Here are our digital agency interviewing tips

  • Are you qualified to get an interview? Did you overstate your qualifications? If you did and made it to the interview, be ready to have them discussed and challenged. The last thing we both want to do is waste each other’s time. Do you have grit? Now is the time to do your presentation and show why investing in you will quickly move you to the asset column.
  • Show up early. Take the time to scope the location out. Do you need to be mindful of traffic for that time of day? Do they have parking, or do you need to pay a lot or bring quarters? Can you locate them on Google Maps?
  • Be presentable. Be appropriately dressed and, most importantly, be confident. Do you need a suit? I don’t know, but for us, you don’t. We want personalities and people to be trendy and comfortable.
  • Be prepared. Got a resume? Ready with a laptop with your portfolio? Is the URL correct? Do all the scripts, portfolios, or presentations load correctly on Chrome or a mobile device? Need to take notes? Have a pen?
  • Nervous? Say so, start small talk, and get comfortable. We get it: interviewing can be daunting, and we want to meet the real you. It’s an interview, not an interrogation.
  • Know about the company. We will ask you about who we are, your thoughts, and how we could improve things. If you are interviewing for a web developer position and the website has errors (all do), then you should kindly point them out. Suggest what you’d do better and why. Does our social suck or copy lack flair? Tell us. If you come in to be a part of the PA team, make us believe you are ready to buy into who we are. If not, you’ll obviously want a paycheck, and you can get that on contract somewhere else.
  • Come with the questions. Get creative and make them relevant. It’s ok to ask where you’ll be working or what a day for you could look like. Get into details and make us think you are interviewing us too. You come as an asset, and we should be so lucky to have you consider PA for your new home away from home.
  • Certifications & degrees. They are meaningless to many, but we want to hear about them. What have you learned, and since, have you put it into practice? If you achieved 4 Google partner certifications, we’d want to know about the campaigns you managed. If you are savvy at social media, we’ll want to hear about the strategy, how you executed the campaign, made changes based on metrics, and the resulting CPA/KPIs. Did you cut up a WP site from 8 different PSD files and hand-coded them all? The site had to be custom-integrated with third-party APIs, and you did this with how many people? That is exciting and cool stuff- let’s discuss it!  Everyone has a variety of experiences, and we want to see how you tackled the opportunities presented to you.
  • SEO or digital? Expect to talk about what you know. Campaigns executed, results. Late news on platforms. What is the significance of Panda and Penguin? Which came first, and how did they shape our industry? History is important in how it paved the landscape we play today. Just starting? Be prepared to answer entry-level digital marketing interview questions.
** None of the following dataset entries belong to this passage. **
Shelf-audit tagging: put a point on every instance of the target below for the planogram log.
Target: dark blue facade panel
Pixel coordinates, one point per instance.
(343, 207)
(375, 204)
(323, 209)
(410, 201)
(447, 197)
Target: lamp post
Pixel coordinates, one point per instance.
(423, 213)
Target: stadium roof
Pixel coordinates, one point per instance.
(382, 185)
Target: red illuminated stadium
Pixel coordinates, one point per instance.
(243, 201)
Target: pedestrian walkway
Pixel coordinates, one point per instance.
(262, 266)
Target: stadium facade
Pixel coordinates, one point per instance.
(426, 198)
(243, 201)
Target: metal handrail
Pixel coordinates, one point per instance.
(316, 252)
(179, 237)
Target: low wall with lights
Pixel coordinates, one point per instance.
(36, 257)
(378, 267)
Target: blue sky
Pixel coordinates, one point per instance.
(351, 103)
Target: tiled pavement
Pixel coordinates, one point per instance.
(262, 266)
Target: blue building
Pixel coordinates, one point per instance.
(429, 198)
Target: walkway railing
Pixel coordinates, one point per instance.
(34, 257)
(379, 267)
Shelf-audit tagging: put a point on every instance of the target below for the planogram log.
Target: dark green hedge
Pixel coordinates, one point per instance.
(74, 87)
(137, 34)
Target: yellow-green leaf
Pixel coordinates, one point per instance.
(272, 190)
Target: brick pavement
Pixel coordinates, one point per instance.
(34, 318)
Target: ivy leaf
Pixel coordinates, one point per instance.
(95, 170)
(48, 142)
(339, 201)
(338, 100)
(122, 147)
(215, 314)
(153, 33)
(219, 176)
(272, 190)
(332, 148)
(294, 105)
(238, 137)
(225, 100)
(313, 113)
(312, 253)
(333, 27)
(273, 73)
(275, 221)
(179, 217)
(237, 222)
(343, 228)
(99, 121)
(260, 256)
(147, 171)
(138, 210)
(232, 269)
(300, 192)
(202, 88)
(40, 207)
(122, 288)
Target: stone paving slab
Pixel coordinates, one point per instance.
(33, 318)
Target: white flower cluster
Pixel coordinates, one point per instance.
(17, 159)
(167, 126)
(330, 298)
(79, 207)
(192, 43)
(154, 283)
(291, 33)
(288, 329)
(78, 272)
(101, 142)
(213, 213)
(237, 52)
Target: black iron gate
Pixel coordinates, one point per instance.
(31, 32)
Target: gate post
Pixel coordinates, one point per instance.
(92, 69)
If you made it past the interview and liked what you experienced, send a personalized email or handwritten note to the people you met. Don’t do a template- make it from you, relative to your experience, and ask about the next steps. Think about how you could stand out and do it.

If you made it this far, you may be convinced to give us a shot. We always seek talented, like-minded creatives to join the PA family. Maybe you needed some tips or another perspective on working in an agency. It’s not for everyone, but if you like to be challenged, collaborate with people, and enjoy the challenges any business can bring to the online landscape, then maybe a digital agency position is right for you!